Выиграть по правилам было нельзя. Ни ему, ни России. Поэтому Дмитрий решил последовать завету Александра Васильевича Суворова, который, как известно, прослыл большим любителем удивлять своих врагов. Все ждут, что он вломится в дверь, ну или, на худой конец, в окно. Но нет – он решительно прыгает в дымовую трубу и, весь перемазанный как черт, атакует растерявшегося и смущенного врага «в штыки». Дмитрий прекрасно понимал, что так нельзя, что так глупо и неправильно. Ведь все, что касается людей и общества, нужно претворять в жизнь постепенно, аккуратно и не спеша. Чтобы не было потрясений. Но государь не был уверен в том, что его дело не заглохнет после его смерти. Вдруг его сын будет идиотом? Или слишком слабым? Или просто окажется заложником положения? Или этот сын вообще не родится? И так далее. Очень сложно планировать дела на столетия вперед, когда не знаешь, что будет завтра. А потрясения? Так для России это была обычная форма существования, и несколько лет погоды не сделают.

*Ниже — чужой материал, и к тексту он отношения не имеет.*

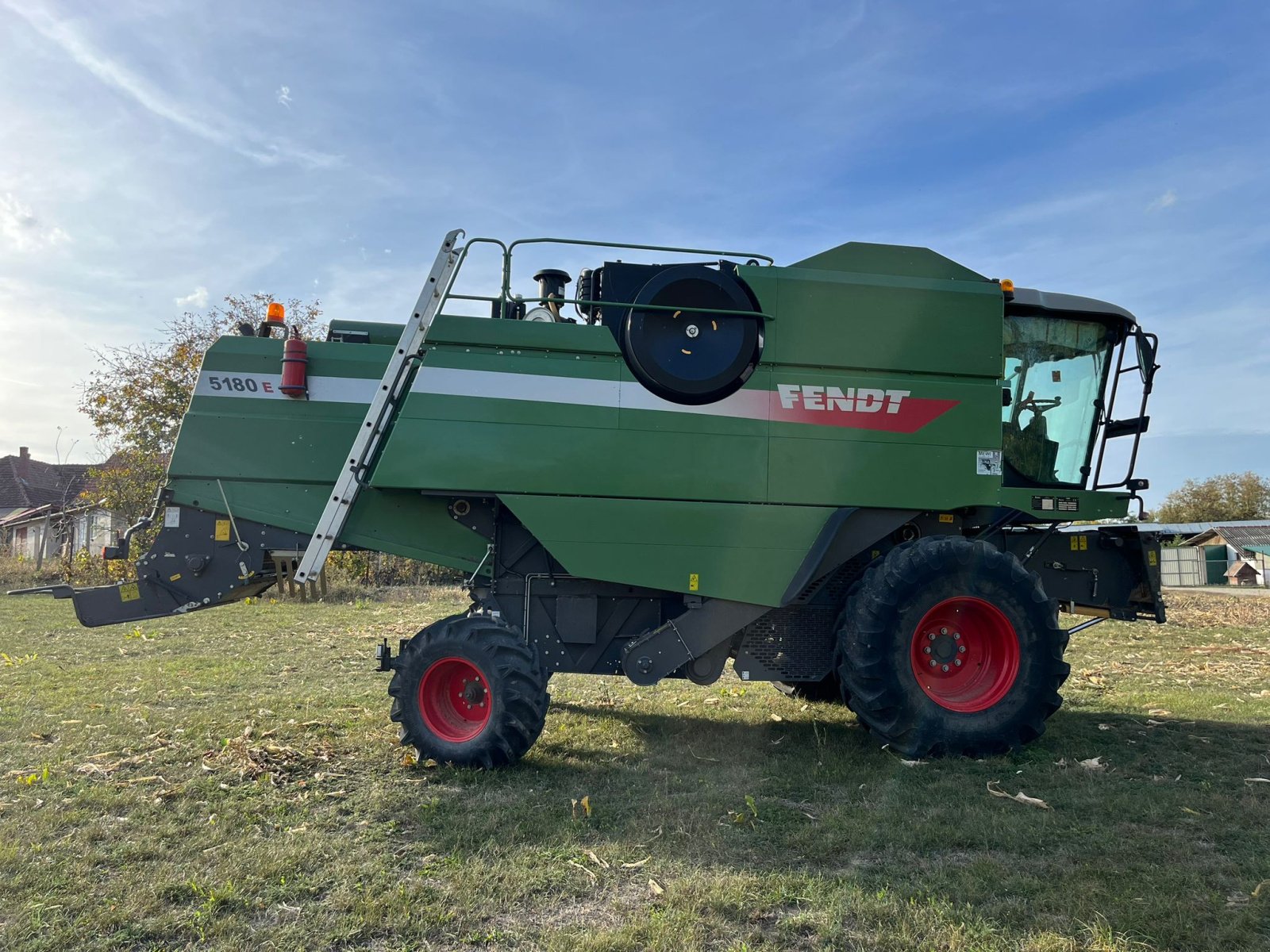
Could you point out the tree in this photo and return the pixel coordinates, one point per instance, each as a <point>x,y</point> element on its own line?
<point>139,393</point>
<point>1230,497</point>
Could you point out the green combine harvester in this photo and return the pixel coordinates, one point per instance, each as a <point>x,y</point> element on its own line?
<point>854,476</point>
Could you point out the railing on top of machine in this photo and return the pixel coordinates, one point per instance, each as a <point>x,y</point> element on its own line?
<point>506,298</point>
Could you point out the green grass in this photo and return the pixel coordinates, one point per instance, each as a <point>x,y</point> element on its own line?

– Ты уверен? – нервно покусывая губы, спросила Марина.
– Пути назад нет. Уже нет. Я приказал раздать им все напечатанные тексты.

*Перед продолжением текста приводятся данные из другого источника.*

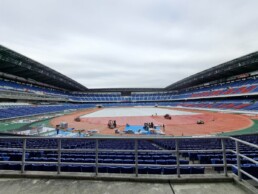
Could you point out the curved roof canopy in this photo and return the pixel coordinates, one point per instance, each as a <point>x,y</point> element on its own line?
<point>237,66</point>
<point>16,64</point>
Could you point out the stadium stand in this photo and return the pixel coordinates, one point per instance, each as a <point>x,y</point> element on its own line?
<point>34,89</point>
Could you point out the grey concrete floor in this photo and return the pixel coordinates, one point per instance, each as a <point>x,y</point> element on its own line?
<point>63,186</point>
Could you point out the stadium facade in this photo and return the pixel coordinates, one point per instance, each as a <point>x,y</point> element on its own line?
<point>28,88</point>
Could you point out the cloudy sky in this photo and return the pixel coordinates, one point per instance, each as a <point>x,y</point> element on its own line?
<point>129,43</point>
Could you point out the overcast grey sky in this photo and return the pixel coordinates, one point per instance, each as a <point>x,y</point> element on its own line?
<point>129,43</point>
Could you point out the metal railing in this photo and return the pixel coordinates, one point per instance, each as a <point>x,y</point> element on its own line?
<point>176,152</point>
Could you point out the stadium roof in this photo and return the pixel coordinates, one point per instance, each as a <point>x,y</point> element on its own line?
<point>16,64</point>
<point>237,66</point>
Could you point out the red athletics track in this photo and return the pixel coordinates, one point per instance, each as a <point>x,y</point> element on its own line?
<point>179,125</point>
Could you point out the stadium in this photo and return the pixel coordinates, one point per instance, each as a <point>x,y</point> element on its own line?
<point>202,128</point>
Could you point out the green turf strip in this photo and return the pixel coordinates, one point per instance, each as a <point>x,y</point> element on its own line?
<point>8,126</point>
<point>249,130</point>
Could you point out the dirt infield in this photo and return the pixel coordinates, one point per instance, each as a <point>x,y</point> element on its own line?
<point>179,125</point>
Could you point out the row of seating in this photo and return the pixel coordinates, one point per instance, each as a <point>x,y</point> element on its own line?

– Я боюсь… Это все выглядит очень опасно.
– Поверь – так нужно. Мы могли бы прожить с тобой тихо и спокойно, наслаждаясь тем, что греем свои царственные задницы о трон. Жужжание мух, изобилие варенья, мирно пасущиеся глисты, душная благость церквей и тошнотворный покой, больше напоминающий смерть. Но… разве ЭТО тебе нужно? Разве ТАКОГО ты хочешь мужа?
– Я люблю тебя.
– Верю. Но такого, какой я есть. И чтобы не потерять твою любовь, я должен идти вперед. Идти в бой. Пусть даже это может стоить мне жизни.
– Нам жизни, – поправила его Марина, невольно дернув рукой в сторону уже изрядно округлившегося животика.

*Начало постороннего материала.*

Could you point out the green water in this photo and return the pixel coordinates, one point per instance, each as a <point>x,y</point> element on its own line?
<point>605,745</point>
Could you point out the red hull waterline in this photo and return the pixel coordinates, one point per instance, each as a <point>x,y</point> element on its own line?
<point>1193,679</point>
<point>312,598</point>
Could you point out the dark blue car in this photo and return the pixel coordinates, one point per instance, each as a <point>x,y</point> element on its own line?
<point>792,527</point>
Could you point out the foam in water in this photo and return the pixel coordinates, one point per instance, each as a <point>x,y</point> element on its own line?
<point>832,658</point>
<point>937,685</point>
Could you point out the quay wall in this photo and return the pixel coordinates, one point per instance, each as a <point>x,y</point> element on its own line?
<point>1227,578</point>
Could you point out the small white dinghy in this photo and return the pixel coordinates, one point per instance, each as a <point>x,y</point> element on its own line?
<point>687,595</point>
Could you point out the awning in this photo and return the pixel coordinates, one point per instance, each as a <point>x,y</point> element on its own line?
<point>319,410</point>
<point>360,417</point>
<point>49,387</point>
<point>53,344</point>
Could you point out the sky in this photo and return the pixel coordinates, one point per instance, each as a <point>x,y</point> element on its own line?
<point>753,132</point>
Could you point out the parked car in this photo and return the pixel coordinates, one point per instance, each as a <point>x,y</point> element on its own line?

– Я понимаю, чем рискую, – произнес он, нежно прижавшись и заглянув ей в глаза. – Мы здесь чужие. Совсем. Нас выжгут дотла. Даже память всю зальют помоями и замажут дегтем перед тем, как похоронить в канаве. Я должен это сделать. Я не смогу быть твоим мужем, если стану отступать и проигрывать. Ты и сама это понимаешь. Зачем такой женщине, как ты, ничтожество?
– Даже не знаю… – покачала головой государыня, изрядно озадаченная такой постановкой вопроса.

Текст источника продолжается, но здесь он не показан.